Neo nodded, standing up from the ground where he'd been sitting. There was actually no telling just how long he and Pixie had been in the program together. It wasn't like there was a timer in the corner or anything of the sort. The older male could only assume it had been a long time. Longer still for him because he'd be in the program before Pixie wandered in and brought her puzzles with her.
"I feel like I should thank you for the history lesson," Neo commented as the pair jogged over to the game's final ladder. "Even if you did call me a freak."
Pixie, stepping away from the ladder she'd been heading up, turned to face Neo and gave him what she thought was her friendliest smile. The young woman knew she lacked the imposing aura many who worked in the Resistance had. She'd gone into the Matrix and had seen the way those she worked with--- maybe with the exceptions being Hawk and Mouse despite what Hawk thought --were able to get the individuals around them to move out of their way with just a simple, pointed glare.
The medic-in-training knew that never, in a million years, would she be able to affect such a look. She'd tried, of course, but it seemed that her efforts were doomed for failure. It was just a look Pixie was unable to achieve on her own. There was just something about the way her face was shaped--- since it couldn't be in her eyes. Those were covered by the mirrored lenses of her sunglasses ---or the way she carried herself that prevented it from happening. She just wasn't a tough or imposing person.
Her friends, the ones in Zion, had pointed out that it was most likely the fact she just oozed this sort of curious, quiet energy. She wasn't physically imposing--- with her long hair and her short, thin stature ---and she just didn't have a mean air about her. Aisling, who had opinions on everything, had said that she didn't have to even look at people for them to know she was just shy. There was just nothing tough about a person who was shy. Such people were just, well, shy.
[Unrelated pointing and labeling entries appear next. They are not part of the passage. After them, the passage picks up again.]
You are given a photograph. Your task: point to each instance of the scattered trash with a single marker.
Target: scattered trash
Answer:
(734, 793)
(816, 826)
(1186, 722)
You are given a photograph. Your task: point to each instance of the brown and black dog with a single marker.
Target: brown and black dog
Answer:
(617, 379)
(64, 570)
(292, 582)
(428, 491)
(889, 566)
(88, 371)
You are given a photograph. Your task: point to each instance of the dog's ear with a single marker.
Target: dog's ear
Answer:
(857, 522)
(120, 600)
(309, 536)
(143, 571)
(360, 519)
"It's not a problem," Pixie answered, one of her hands fooling around with the braid behind her back. "I'm just glad I could help. I'm sorry if I confused you or anything. I really didn't mean to do that."
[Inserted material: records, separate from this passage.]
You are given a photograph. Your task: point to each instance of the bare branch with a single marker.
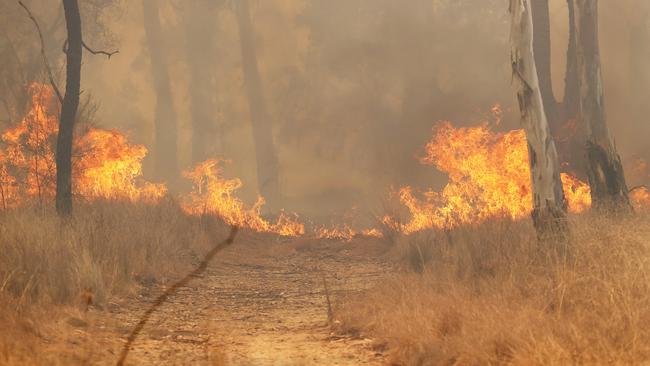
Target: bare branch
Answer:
(47, 64)
(642, 186)
(100, 52)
Neo shook his head and started up the ladder after Pixie, who was fairly skittering up the rusted metal structure. It was high time the two of them faced the boss in this little dungeon. That and hope that this whole role playing game scenario didn't end with a turn based boss fight. He'd never liked those, the few times he'd played role playing games in the Matrix. Nothing good could ever come of turn based games.